Yeah, really. This is a relatively new bit of awareness for me, for which I thank a number of friends, who have, you might say, pulled me out of a trance of certainty. In particular I thank Dawi, a poet who showed us some of the recent drawings he’s been doing. They woke me up. I remembered the feel of a drafting pen in my hand. I loved to draw, once upon a time—to scratch and scrape a fine penpoint across paper, to let the lines wiggle and squirm and dance. Yet somehow they were mixed with precision. Sometimes a face would emerge. What mattered was that my childhood emerged.
Was it any good? I felt it was as I drew, but it never was good enough—not for a drawing career of any sort to emerge. And eventually I set the pen aside, or mostly aside. I stopped drawing on a regular basis. I knew I wouldn’t find fame. I wouldn’t make money. I needed a serious career and this wouldn’t be it.
But after Dawi’s art woke me up, and I thought about all the time I waste in the present moment, I started scribbling again, because why not? Take my time. Enjoy. I started splotching random colors on the page, mixed with wiggling lines and black and white checks. I found myself immersed once more in childhood wonder. A mantra popped into my head: If it’s fun, it means it’s alive.
And it struck me that this is art. This is how it should be defined. This is how it should be taught.
But there’s more: Art, or the effort to create art, is always aiming at something, though usually not something obvious. There’s ache and awe in the creative process, quietly present with the fun. When I begin a project, when I feel it start to matter, I think of it as a reach into humanity’s collective, evolving whole.
Careful! This gets quickly dangerous. Here’s where I want it to be good—you know, objectively good. Unique, original, special. That wanting can quickly kill the art, yet somehow—paradoxically—it’s part of the process.
And then Alison came for a visit: my daughter the stained-glass artist, who lives in Paris—who designs, creates, and installs stained-glass windows for people. She also writes poetry. She came to Chicago to see her dad, to connect with lifelong friends, and more. She has a connection with a man who has worked in stained glass all his life, who’s ready to retire. He has an enormous collection of stained-glass pieces that he accumulated over the years, including church-window fragments. Some of them are stunningly beautiful. They can’t simply be left to gather dust. Maybe a new home is possible.

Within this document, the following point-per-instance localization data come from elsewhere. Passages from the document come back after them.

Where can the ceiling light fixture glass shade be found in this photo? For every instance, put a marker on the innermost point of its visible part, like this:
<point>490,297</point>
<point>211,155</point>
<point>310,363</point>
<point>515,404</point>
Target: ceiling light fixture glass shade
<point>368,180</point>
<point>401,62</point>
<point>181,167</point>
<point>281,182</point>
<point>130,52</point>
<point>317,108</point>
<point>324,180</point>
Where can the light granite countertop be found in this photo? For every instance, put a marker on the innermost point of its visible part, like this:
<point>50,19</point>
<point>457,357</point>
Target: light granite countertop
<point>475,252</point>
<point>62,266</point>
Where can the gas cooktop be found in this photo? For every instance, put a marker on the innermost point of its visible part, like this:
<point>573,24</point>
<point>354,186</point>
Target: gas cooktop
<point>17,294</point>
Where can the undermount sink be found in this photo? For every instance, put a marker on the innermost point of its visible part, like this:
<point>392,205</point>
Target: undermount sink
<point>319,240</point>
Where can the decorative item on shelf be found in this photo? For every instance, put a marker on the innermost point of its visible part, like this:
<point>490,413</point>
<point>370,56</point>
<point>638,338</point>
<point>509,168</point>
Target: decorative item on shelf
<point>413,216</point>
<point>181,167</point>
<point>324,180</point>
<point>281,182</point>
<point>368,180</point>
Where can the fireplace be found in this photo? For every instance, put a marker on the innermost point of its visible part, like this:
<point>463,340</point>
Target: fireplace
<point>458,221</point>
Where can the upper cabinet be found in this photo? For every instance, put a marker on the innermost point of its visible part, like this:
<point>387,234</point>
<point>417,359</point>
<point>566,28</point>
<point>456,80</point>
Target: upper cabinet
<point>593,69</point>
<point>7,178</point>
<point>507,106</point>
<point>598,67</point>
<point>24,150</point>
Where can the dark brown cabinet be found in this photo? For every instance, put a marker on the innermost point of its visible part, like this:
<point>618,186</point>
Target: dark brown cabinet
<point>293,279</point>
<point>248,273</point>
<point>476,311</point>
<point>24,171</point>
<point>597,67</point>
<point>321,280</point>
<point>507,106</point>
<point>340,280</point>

And after Alison spent a day at his studio, she and I—can you believe it?—talked about the nature of art, the nature of creativity. She made an interesting distinction as she talked about her stained-glass work: the difference between shards and fragments.
Shards are pieces of broken glass—perhaps violently broken. She feels freer to give them new life. Fragments, on the other hand, preserve a closer link to their original whole. They may be part of a broken church window or some other historic work. Both are often beautiful and radiant, but the less broken they are, the more they still communicate what they once were and the less free she feels to reshape them.
This got my mind spinning. I don’t work with stained glass, but I couldn’t stop thinking about fragments of a shattered church window, and imagining myself creating something with them—mixing art and God, you might say. Mixing fun and spirit. And it felt like the essence of creativity.
When I taught writing over the years—at elementary, high-school, and college levels—the essence of my message to the students, regardless of their age, was: We are all writers. We all have our own voices. Learning to write means finding that voice.
And those voices, I now realize, are full of both shards and fragments: craft and spirit. This is art, regardless of genre. Art is fun. Art is alive.